Tuesday, February 2, 2010

The de Grummond Exhibit

I recently made use of one of the resources of our undergraduate library and payed a visit to the "de Grummond" children's literature exhibit. De Grummond is known to be the largest collection of children's literature in the world, with works ranging from the United States all the way to China. It is named after its creator, Lena de Grummond, who came to the University of Southern Mississippi as a teacher off children's literature--later beginning this collection to expand on the learning experience for children and students. This vast archive of works could satisfy the taste of any child, as well as whatever preference adults would have for literature to satisfy their personal desires with over 100,000 compositions in children's literature.

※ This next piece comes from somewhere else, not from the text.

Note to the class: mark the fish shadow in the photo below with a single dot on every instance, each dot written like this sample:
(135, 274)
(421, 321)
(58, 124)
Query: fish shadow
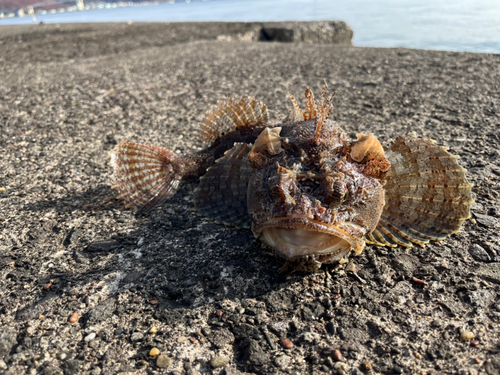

The most locally focused piece of de Grummond, is shown in the first case one sees upon entering this exhibit. The Dolls' House possesses its own display which lays out the history of its founders, Emilie and Marie Stapp, who moved from Iowa down to Wiggins, Mississippi. This house began as a planned to be home with a complementing pecan farm to be known as, Friendship Farm. Later on, this house turned into the home for over 400 dolls, earned its coined name as, "The Dolls' House." These many dolls were given to the Stapp sisters by sisters and friends, locally and international, to be held in their collection so be shared with, "all adults with memories and all children with hope."

Moving along with the exhibit, you will come across one of the most notable parts of the exhibit which features stories of the famous Curious George within the, H.A. and Margret Rey Collection. This display tells of the origin of Curious George--the real-life experiences of H.A. and Margret Rey. In response to de Grummond's request for a piece of the Reys' literary work, a special catalog of Curious George was created, "Curious George Comes to Hattiesburg: The Life and Work of H. A. and Margret Rey." Depicted on the cover of this catalog is Curious George himself, moving to Hattiesburg, Mississippi. The Reys continued to provide the de Grummond exhibit with works or literature until Margret Rey's death, when their collection in its entirety was willed to Ms. Grummond.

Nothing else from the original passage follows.